Non-Woven, Flame Retardant, Moisture Resistant Panel and Method of Construction Thereof

Abstract
A nonwoven, fire retardant, moisture resistant panel and method of construction thereof is provided. The panel includes a bonded nonwoven sheet of bast fibers bonded with polymeric binding fibers. Further, the panel includes a single coating of a dried and cured solution. The dried and cured coating includes a binder, a Ph stabilizer and a single flame retardant. The binder is cross-linked with the bast fibers to form a moisture resistant barrier that reduces the moisture absorption of the bast fibers
Description
BACKGROUND OF THE INVENTION

1. Technical Field


This invention relates generally to nonwoven panels, and more particularly to flame retardant, moisture resistant nonwoven structural panels and to their method of construction.


2. Related Art


It is known to construct structural panels, meaning those capable of functioning as a structural member, such as office divider panels, for example, from fiberglass composites via bonding fiberglass with resin. However, the resins used to construct fiberglass panels include high levels of formaldehyde, which can be harmful to persons, and due to a new regulation CAL1350, which calls for the levels of formaldehydes to be below 0.04 ppm, the fiberglass panels are unacceptable. In addition, the fiberglass panels are not environmentally friendly given they have a relatively high carbon footprint in manufacture and are made from materials that are typically not renewable.

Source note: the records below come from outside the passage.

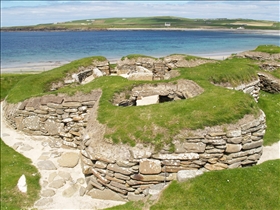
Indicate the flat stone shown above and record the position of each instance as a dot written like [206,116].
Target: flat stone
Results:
[53,128]
[195,147]
[57,183]
[252,145]
[68,160]
[231,148]
[82,191]
[216,166]
[65,175]
[22,186]
[69,192]
[43,201]
[46,165]
[122,170]
[133,197]
[150,166]
[32,123]
[48,193]
[71,104]
[26,147]
[105,195]
[185,156]
[140,154]
[140,177]
[187,174]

In addition to fiberglass panels, it is known to construct panels including natural fibers bonded with resin. However, the known compositions of these panels are susceptible to water absorption, which can have a deleterious effect on their structural capacity. As such, the natural fiber panels typically fail to meet humidity shock and board stiffness tests required for office divider tackable board applications. Further, these panels are typically constructed via processes that are costly, including requiring multiple coating processes, for example. Accordingly, their costly construction typically renders them cost ineffective, and thus, rules them out for use in many applications. Further yet, natural fiber-based boards typically have a brown color, which is undesirable for visible office panel applications.


SUMMARY OF THE INVENTION

In accordance with one aspect of the invention, a nonwoven, fire retardant, moisture resistant panel is provided. The panel includes a bonded nonwoven sheet of bast fibers bonded with polymeric binding fibers. Further, the panel includes a single coating of a dried and cured solution. The dried and cured coating includes a binder, a Ph stabilizer and a single flame retardant. The binder is cross-linked with the bast fibers to form a moisture resistant barrier that reduces the moisture absorption of the bast fibers.

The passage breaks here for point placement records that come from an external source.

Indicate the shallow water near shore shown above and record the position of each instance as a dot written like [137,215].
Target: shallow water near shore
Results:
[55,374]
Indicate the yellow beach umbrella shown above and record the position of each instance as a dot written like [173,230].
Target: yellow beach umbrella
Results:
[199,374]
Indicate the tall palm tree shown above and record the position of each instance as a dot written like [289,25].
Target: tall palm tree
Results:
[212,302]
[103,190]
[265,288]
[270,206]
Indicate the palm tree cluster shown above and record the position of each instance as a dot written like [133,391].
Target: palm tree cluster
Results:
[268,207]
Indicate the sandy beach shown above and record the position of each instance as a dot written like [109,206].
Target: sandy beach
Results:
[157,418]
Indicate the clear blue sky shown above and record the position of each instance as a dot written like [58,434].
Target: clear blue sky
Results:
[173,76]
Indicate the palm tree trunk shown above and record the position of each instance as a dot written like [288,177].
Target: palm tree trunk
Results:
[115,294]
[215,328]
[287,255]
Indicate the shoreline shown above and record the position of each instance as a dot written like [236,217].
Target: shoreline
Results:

In accordance with another aspect of the invention, the panel meets the requirements of regulation CAL1350 calling for levels of formaldehydes to be below 0.04 ppm.

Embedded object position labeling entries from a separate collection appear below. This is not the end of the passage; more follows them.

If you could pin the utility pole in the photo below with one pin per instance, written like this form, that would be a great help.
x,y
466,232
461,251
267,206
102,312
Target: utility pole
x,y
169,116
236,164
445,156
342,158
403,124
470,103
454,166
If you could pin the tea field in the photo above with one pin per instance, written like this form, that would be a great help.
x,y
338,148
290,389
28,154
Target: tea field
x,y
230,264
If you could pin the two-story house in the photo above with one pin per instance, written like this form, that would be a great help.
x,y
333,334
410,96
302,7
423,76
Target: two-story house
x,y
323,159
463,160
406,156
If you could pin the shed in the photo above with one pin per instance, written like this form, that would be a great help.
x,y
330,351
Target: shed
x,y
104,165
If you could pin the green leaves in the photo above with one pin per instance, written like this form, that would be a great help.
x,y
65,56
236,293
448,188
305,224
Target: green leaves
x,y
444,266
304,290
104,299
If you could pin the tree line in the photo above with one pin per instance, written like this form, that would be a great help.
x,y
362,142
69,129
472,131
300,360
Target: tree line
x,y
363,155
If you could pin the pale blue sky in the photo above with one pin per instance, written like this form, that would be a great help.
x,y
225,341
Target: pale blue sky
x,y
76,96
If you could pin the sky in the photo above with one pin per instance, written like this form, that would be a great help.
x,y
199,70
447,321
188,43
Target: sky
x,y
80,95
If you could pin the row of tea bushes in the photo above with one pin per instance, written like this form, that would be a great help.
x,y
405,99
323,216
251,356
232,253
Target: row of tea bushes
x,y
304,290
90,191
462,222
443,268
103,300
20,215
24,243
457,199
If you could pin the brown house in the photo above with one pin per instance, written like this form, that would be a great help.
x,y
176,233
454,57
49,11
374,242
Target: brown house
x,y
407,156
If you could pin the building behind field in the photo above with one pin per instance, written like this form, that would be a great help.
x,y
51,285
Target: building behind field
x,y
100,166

In accordance with another aspect of the invention, the panel is formed as an office divider panel that passes an ASTM E-84 flame test.


In accordance with another aspect of the invention, the mixture includes between 50-80 wt % of bast fibers fiber and between 15-50 wt % of polymeric binding fiber.


In accordance with another aspect of the invention, the bonded nonwoven web is between 150 gsm and 1500 gsm.


In accordance with another aspect of the invention, the dried and cured coating has between 30 gsm and 300 gsm dry pickup weight.


In accordance with another aspect of the invention, a formaldehyde free scrim layer is bonded to at least one side of the panel.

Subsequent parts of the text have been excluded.